The village is quieter than Lark can remember. None of the human vehicles meander along the roads, swerving with the intemperance of their drivers, as they normally do at this hour. At the close of the typical human day of sliding around their cleared mountain slopes, they take to revelry in their gathering dens. This ritual closes with a lot of sliding around on the highways instead.
On this night, there has been no revelry. Lark keeps as close to the road as he can, without being spotted by the men. He knows of several trails that lead to crossings, but every one of them means a compromise. It adds a measure of time to thread his way through the undergrowth of the darkened wood, but staying out of sight is imperative.
Lark passes behind houses, each of them dark, showing no sign of occupation. Some are open to the night, their doors torn or removed completely. Vehicles stand empty along roadsides and in driveways. Some of them have caromed deep into the gullies away from the hardtop. These sit devastated with scars given by the boulders and trees on their paths. One even remains running, its lights fading to a dull yellow.
To Lark, these open dwellings and conveyances invite larceny, or at the very least exploration. The pack could feast for a week on the entrails of a well-stocked coldbox found in these human dens. But a wolf’s sense of irony is keen enough to understand the ease of an opportunity is equal to its danger. He leaves the open houses be.
In the center of the village is a large pond, created by man, alongside one of their largest structures. Lark chooses a narrow, well-wooded spot to cross the hardtop, and gets as close as he can to the building. A long bridge, wide enough for two of Lark’s pack to cross together, reaches from the far bank to where he crouches behind manicured junipers and azaleas.
The dark shadows of men move slowly alongside the structure’s walls, carrying their firesticks low at their hips. Voices are heard from the dens inside. Sometimes shouts and irate tirades, but mostly whispers.
There is a great deal of anguish here.

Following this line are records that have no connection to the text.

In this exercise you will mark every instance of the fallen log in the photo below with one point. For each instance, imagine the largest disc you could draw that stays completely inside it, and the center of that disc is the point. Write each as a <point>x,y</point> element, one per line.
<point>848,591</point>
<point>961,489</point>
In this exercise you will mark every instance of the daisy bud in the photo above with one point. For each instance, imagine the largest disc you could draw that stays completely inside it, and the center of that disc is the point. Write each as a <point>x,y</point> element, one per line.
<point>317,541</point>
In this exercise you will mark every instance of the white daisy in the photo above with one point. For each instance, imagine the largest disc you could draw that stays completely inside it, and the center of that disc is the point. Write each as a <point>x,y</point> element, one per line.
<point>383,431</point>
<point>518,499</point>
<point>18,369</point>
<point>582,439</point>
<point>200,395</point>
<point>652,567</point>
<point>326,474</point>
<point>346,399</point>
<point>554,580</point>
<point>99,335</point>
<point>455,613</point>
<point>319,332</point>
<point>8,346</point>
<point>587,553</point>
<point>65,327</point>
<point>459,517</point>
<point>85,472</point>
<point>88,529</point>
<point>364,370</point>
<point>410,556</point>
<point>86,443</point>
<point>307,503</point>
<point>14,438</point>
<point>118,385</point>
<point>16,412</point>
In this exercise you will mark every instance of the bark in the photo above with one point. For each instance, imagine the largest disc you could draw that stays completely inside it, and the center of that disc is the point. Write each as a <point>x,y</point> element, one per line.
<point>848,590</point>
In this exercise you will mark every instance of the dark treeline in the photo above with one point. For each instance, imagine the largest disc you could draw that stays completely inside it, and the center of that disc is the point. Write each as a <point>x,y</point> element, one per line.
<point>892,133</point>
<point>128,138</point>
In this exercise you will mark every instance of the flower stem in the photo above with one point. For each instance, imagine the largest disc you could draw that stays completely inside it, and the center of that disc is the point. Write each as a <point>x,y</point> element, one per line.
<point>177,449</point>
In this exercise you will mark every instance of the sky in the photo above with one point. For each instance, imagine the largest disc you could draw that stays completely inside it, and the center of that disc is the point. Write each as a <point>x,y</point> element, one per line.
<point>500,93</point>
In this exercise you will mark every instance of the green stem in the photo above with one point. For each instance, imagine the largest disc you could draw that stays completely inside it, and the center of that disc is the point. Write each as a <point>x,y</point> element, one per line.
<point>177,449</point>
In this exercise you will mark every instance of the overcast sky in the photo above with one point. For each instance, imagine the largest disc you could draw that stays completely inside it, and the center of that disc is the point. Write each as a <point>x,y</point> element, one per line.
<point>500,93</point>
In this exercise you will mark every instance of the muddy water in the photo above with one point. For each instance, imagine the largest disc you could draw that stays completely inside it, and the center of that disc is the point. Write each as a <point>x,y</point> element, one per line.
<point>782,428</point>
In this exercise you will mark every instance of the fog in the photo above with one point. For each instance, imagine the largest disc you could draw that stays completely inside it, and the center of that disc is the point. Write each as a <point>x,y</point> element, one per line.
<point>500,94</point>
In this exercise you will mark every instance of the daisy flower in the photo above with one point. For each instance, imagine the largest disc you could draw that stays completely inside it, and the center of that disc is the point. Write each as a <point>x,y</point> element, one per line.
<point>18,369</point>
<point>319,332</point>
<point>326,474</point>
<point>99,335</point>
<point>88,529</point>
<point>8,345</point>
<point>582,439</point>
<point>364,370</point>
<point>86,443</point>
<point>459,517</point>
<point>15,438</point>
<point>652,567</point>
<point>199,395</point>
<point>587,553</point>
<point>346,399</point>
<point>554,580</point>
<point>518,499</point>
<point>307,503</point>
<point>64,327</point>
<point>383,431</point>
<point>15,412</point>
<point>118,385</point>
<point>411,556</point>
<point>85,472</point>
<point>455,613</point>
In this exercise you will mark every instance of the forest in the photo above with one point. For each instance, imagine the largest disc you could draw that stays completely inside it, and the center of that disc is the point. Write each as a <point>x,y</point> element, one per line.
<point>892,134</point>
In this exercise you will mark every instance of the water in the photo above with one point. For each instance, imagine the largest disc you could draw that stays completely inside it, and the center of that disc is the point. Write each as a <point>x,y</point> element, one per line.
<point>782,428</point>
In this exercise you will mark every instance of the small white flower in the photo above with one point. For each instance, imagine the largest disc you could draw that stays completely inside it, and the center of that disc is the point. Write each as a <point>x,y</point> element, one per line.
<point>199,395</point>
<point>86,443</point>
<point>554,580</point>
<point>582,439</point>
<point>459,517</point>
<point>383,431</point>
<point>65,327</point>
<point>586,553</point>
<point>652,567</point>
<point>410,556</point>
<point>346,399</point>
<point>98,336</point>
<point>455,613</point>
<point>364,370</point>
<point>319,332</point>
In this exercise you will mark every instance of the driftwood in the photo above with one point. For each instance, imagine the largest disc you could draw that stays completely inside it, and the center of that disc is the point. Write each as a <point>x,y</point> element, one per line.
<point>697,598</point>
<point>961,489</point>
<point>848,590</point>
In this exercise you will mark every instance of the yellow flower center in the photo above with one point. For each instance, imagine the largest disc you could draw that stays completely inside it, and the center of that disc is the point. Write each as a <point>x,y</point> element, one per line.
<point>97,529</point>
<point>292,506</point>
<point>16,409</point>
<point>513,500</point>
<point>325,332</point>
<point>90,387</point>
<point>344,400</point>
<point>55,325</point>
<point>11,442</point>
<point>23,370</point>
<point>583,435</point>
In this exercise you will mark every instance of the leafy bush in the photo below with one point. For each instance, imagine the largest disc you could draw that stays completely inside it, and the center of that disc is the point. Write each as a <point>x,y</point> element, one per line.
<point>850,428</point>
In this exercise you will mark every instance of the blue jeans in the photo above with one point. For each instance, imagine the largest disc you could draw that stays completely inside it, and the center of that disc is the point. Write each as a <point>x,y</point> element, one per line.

Lark cannot decipher the human speech, but he can sense it.
A group of men suddenly emerge from the building, carrying something heavy. The large white cloth they bear nearly drags along the pebbled path. A deep red bloom collects and grows around its middle, and Lark does not mistake the smell. The men struggle to drag the cloth to the edge of the pond, where they release it. Exactly the object Lark expects to see rolls into the calm water - a human. A female.
Lark senses something else, and finds his suspicion confirmed when two dogs exit the building. Huskies. They immediately sense him, and turn their heads across the pond, growling. The men holding the tethers lurch forward as they pull angrily against their restraints. Suddenly, one breaks free of his master’s grip and drives headlong across the bridge.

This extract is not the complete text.